Well, if AMD had taken the need to get their GPGPU offering out the door seriously or if they had later taken the need for CUDA compatibility seriously then Nvidia would have had to compete.
Alas, we're talking about a company that doesn't even think it's important for their installer to reliably replace existing drivers. The result: I get to pay through the nose for my predecessor's CUDA lessons. Yay.
I love awk. I once had to search a multi-megabyte hunk of data that was made up of 25-bit data items packed into 32-bit words. Instead of doing bit packing and unpacking, I converted the words into 32 character strings of 1's and 0's. I ended up with a string 300,000,000 (that's three hundred million) characters long!!! Awk had no problems handling it.

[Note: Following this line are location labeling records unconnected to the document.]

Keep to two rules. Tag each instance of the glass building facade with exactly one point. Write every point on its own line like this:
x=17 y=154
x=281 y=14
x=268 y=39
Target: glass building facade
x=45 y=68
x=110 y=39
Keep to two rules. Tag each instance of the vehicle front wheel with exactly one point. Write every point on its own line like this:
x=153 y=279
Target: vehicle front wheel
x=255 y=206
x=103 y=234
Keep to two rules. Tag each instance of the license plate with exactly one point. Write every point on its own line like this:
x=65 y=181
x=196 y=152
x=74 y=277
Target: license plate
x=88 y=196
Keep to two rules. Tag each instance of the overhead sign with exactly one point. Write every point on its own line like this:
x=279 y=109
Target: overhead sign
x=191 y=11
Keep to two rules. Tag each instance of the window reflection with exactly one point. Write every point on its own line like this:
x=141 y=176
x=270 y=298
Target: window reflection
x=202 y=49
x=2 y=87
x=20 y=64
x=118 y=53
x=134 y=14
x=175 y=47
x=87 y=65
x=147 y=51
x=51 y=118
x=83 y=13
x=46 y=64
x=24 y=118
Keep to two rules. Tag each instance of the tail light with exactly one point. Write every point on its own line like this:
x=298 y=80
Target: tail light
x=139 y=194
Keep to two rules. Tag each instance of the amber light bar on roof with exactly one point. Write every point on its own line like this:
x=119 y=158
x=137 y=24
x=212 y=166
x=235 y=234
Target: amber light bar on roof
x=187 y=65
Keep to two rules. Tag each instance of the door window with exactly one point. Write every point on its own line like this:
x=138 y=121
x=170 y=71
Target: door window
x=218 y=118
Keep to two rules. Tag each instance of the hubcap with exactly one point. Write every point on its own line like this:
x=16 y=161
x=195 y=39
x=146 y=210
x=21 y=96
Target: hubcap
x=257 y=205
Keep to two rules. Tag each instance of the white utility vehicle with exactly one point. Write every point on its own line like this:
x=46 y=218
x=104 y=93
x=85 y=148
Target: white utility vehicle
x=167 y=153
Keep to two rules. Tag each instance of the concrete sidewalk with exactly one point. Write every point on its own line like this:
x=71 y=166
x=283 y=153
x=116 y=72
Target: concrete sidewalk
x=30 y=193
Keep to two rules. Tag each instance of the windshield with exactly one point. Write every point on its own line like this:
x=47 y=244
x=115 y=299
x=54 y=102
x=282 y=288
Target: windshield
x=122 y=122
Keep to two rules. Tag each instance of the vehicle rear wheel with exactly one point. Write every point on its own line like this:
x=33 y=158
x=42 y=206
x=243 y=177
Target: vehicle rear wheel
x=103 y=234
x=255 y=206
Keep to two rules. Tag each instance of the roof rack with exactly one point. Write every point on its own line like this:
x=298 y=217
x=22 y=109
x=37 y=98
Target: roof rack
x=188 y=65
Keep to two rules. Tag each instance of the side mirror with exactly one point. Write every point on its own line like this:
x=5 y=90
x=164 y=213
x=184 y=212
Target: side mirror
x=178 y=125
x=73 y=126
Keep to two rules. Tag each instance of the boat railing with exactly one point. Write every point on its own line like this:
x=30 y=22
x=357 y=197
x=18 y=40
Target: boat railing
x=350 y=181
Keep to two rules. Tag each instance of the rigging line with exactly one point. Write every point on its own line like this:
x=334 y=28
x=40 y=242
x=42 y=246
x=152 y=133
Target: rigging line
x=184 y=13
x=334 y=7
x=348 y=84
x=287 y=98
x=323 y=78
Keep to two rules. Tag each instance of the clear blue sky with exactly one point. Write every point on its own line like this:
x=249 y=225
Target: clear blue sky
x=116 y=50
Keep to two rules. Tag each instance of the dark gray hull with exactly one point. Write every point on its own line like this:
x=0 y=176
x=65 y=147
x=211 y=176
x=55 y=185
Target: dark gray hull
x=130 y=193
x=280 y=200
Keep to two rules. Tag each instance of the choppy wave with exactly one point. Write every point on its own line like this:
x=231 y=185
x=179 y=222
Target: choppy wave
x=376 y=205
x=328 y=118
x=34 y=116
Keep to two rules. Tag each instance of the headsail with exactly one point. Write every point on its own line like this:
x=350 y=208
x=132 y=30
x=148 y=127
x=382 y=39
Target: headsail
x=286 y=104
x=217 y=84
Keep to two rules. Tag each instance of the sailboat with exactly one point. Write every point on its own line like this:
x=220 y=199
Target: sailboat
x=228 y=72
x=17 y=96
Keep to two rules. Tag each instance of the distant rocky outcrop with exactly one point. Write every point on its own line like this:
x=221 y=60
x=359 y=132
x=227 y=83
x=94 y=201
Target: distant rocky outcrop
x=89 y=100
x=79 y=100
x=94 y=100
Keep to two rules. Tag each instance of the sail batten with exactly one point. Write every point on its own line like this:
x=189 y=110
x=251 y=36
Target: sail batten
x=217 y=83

To build the string, I had to concatenate 1024 of the 32 characters strings to an intermediate string, and then concatenate these into the final monster, because concatenate just the 32 character strings took too long - a reallocation after every concatenation.
I believe this is an example of the sort of thing that the essay author complained about.
Bit-packing is simple. You spent a lot of time working around problems that shouldn't have existed in the first place. Even when using the approach you described, here is Python code which does what you described:
>>> byte_to_bits = dict((chr(i), bin(i)[2:].zfill(8)) for i in range(256))
>>> as_bits = "".join(byte_to_bits[c] for c in open("benzotriazole.sdf").read())
>>> chr(int(as_bits[:8], 2))
>>> chr(int(as_bits[8:16], 2))
This keeps everything in memory, since 300MB is not a lot of memory. If it was in the GB range then I would have written to a file instead of building an in-memory string.
The run-time was small enough that I didn't notice it.
The thing is, you succeeded in solving the problem, and are justly proud of your success. This is how a lot of scientists feel. But a lot of CS people look at the wasted work when there are simpler, better, more maintainable ways.